I have an simulation in which I render an ocean surface similar to the oceanFFT demo, except mine is much much larger. I had written a vertex shader to do my calculations of a grid in the size of 611,806 verts and it runs reasonably well. I can get roughly 75 frames or so out of it. I am trying to port the same code to be used with Cuda with an expected performance gain, or at the least the same performance but I am getting much worse, less than 20 frames.
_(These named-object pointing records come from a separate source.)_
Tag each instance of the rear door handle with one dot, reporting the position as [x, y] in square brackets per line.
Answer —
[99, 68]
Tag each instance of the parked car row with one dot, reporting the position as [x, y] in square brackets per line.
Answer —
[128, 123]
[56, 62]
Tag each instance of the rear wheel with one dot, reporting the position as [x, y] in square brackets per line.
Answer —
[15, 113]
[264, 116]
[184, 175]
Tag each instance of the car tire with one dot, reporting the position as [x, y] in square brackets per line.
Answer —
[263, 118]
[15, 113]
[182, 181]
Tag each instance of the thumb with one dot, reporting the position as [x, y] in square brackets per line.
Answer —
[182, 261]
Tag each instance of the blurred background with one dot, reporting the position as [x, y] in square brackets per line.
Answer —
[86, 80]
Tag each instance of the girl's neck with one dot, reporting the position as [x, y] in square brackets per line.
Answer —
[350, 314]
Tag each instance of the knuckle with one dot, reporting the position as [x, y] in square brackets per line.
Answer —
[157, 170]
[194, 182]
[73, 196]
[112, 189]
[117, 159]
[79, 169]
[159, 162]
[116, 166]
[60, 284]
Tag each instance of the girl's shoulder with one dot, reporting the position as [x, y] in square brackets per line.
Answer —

Everything that I’m reading leads me to believe that anything a shader can do, Cuda can do better so I am sure the flaw lies within my implementation.
The graphics card I’m using is a 9800 gtx+ and I’m using the D3D Interoperability functions to get the vertex buffer and send it off to the Cuda kernel to perform its calculations. This is a paste of my Cuda file, it doesn’t look too complicated, the only expensive calculation it’s doing is a sin function 15 times (num_waves) per vertex. It seems like a lot, but if the shader can handle it Cuda should be able to also.
#include <stdlib.h>
#include <stdio.h>
#include <cutil_math.h>
//Round a / b to nearest higher integer value
int cuda_iDivUp(int a, int b)
{
return (a + (b - 1)) / b;
}
struct myfloat6
{
float x, y, z;
float a, b, c;
float u, v;
};
struct myfloat3
{
float x, y, z;
};
struct Wave
{
float n;
float K0;
float amp;
float omega;
float directionX;
float directionY;
float random;
};
// dot product
float dot_product_2d(float2 a, float2 b)
{
return (a.x * b.x + a.y * b.y);
}
float dot_product_3d(float3 a, float3 b)
{
return (a.x * b.x + a.y * b.y + a.z * b.z);
}
float length_3d(float3 a)
{
return sqrt(a.x * a.x + a.y * a.y + a.z * a.z);
}
// CUDA modify the buffer
__global__ void cuda_kernel_ocean_height(myfloat6 *vb, int width, int height, float time, float camera_offsetX, float camera_offsetZ, Wave *waves, int num_waves)
{
int x = blockIdx.x * blockDim.x + threadIdx.x;
int y = blockIdx.y * blockDim.y + threadIdx.y;
if (x >= width || y >= height)
return;
float2 p2;
//float btnTemp = 0.0f;
float3 normal;
normal.x = 0.0f;
normal.y = 1.0f;
normal.z = 0.0f;
// Offset the position we're working on by the camera
p2.x = vb[y * width + x].x + camera_offsetX;
p2.y = vb[y * width + x].z + camera_offsetZ;
float h = 0;
float arg;
float sarg;
for (int i = 0; i < num_waves; i++)
{
arg = (p2.x * waves[i].directionX + p2.y * waves[i].directionY) * waves[i].K0 - (time * waves[i].omega + waves[i].random);
sarg = sin(arg);
//float carg = sin(arg);
h += waves[i].amp * sarg;
//// Calculate the normal.
//btnTemp = waves[i].directionX * waves[i].K0 * waves[i].amp;
//btnTemp = btnTemp * carg;
//normal.x += btnTemp;
//btnTemp = waves[i].K0 * waves[i].amp;
//btnTemp = btnTemp * sarg;
//normal.y += btnTemp;
//btnTemp = waves[i].directionY * waves[i].K0 * waves[i].amp;
//btnTemp = btnTemp * carg;
//normal.z += btnTemp;
}
// Set the new height of the point
vb[y * width + x].y = h;
//normal.x *= -1.0f;
//normal.y = 1.0f - normal.y;
//normal.z *= -1.0f;
//normal = normalize(normal);
// Set the normal in the vertex buffer
vb[y * width + x].a = normal.x;
vb[y * width + x].b = normal.y;
vb[y * width + x].c = normal.z;
}
// CUDA Kernel for wave calculation
extern "C"
void calculate_ocean(myfloat6 *vb, int width, int height, float time, float camera_offsetX, float camera_offsetZ, Wave *waves, int num_waves)
{
// block dimensions for 256 threads
dim3 Db = dim3(16, 16, 1);
// grid dimensions, rounds up to build a large enough grid
dim3 Dg(cuda_iDivUp(width, Db.x), cuda_iDivUp(height, Db.y), 1);
cuda_kernel_ocean_height<<<Dg, Db>>>(vb, width, height, time, camera_offsetX, camera_offsetZ, waves, num_waves);
}
For width and height I’m passing in the root of the number of verts in my ocean grid.
Does anyone have any ideas on what I am doing wrong? Any information that I left out? I appreciate any help that I can get.